In order to prevent this elliptical shape, the present invention provides that the pipe is stretched between the two passes shown in FIGS. 1 and 2 in such a way that the pipe is not subjected to spreading to reach an oval shape illustrated in the drawings, but the material which has the tendency to be subject to spreading is pulled in longitudinal direction. In this manner, the pipe 8 assumes a round shape and rests with slight play against the internal tool, as shown in FIG. 3, without causing stretching and reducing the final wall thickness determined in the groove bottom of the first rolling pass. Only a slight reduction of the final roll thickness from the groove bottom 6 of the first rolling pass as shown in FIG. 1 is permissible, i.e. the final wall thickness in the first pass may be selected slightly greater in order to achieve, after a slight stretching, the final wall thickness in the groove bottom of the second pass.

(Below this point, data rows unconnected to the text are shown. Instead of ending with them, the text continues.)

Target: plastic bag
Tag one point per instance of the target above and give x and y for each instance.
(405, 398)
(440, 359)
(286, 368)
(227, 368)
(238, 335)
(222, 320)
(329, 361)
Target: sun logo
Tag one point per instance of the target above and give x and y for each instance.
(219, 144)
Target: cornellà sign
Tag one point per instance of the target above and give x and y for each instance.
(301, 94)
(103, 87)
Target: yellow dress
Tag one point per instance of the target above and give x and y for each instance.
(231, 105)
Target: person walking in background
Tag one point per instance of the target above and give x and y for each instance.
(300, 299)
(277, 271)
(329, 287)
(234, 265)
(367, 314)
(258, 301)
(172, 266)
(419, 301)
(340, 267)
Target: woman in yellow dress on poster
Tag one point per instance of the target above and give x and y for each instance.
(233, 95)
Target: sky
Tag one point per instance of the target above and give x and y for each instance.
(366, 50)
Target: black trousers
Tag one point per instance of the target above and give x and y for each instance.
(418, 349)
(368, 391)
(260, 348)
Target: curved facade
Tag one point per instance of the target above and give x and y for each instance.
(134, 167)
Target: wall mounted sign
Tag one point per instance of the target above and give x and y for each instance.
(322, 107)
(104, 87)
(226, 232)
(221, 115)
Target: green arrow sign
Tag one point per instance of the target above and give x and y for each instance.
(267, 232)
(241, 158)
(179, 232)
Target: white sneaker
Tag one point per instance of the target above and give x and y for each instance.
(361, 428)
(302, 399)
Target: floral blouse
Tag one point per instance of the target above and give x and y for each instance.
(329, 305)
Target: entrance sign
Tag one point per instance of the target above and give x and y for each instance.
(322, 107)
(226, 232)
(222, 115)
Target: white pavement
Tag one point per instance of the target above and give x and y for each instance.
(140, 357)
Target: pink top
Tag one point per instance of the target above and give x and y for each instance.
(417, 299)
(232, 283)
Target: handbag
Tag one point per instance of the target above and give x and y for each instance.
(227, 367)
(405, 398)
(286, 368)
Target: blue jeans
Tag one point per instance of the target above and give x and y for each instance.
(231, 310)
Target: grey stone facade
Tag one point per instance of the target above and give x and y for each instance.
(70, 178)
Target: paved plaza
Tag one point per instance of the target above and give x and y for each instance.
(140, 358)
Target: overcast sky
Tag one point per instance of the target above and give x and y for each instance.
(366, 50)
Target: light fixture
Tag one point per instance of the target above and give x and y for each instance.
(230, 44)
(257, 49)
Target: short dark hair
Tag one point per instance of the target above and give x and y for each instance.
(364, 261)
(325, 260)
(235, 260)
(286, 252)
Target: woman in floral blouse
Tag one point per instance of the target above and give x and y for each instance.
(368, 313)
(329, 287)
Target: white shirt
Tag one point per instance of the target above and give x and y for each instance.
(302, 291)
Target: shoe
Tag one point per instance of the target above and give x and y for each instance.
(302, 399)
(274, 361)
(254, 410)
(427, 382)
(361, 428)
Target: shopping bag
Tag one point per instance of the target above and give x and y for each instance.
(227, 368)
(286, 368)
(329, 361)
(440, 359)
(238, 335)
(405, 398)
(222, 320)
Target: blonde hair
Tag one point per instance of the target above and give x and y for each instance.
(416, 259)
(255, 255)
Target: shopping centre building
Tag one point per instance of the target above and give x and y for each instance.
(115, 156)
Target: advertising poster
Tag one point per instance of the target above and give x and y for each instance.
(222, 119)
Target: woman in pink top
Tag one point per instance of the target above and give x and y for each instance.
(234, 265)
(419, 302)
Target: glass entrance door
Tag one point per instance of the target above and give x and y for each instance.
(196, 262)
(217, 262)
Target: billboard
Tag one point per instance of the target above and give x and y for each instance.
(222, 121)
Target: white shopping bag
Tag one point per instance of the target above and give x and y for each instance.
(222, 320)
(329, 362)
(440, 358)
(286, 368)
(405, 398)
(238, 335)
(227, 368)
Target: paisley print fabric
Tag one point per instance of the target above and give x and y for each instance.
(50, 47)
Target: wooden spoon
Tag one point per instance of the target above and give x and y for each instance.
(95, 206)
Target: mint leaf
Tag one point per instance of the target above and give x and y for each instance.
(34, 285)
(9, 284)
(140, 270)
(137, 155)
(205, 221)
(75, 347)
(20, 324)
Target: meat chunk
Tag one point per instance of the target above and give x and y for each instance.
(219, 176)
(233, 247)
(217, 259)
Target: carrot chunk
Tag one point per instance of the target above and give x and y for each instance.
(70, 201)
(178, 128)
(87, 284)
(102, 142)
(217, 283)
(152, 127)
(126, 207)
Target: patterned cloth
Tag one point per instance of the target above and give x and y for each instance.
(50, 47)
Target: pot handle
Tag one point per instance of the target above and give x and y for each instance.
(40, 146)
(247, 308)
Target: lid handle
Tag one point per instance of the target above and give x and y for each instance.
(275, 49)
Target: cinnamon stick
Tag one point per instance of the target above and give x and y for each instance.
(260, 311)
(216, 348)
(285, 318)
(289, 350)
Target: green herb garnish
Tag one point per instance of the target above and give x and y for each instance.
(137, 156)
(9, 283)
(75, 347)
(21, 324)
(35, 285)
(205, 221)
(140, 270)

It has been found that the method according to the present invention makes it surprisingly possible to operate a continuous rolling train with only two rolling stands successfully even for high stretching ratios of up to 2.5 : 1 and, simultaneously, to obtain pipes of good roundness.

It should be understood that the preferred embodiments and examples described are for illustrative purposes only and are not to be construed as limiting the scope of the present invention which is properly delineated only in the appended claims.

Claims

1. A method of longitudinal rolling of seamless steel pipes in a continuous rolling procedure on an internal tool in a two stand rolling mill train, wherein the rolling stands have rolls which are mounted offset relative to each other, the method comprising rolling each pipe in two successive rolling passes, each rolling pass having open roll groove sides and a roll groove bottom, wherein a wall thickness reduction of portions of the pipe is effected in the groove bottom of the first rolling pass which corresponds to a final wall thickness of the pipe or the reduction is slightly less than the final wall thickness of the pipe, and wherein the portions of the pipe rolled at the groove sides of the first rolling pass are rolled in the groove bottom of the second rolling pass to obtain the final wall thickness of the pipe by spreading in the direction of the circumference, and simultaneously applying a controlled tensile force on the pipe between the two rolling passes so as to reduce an increase of the circumference to the pipe caused by the spreading and to stretch the pipe in longitudinal direction without reducing the final wall thickness or with only a slight reduction of the final wall thickness.

2. The method according to claim 1, wherein the two rolling stands are driven by drive motors and wherein the rolled pipe leaves the second rolling stand with an ovality, comprising measuring the ovality and utilizing a deviation from a desired ovality as a pulse for controlling a difference of rate of rotations of the drive motors of the two stands.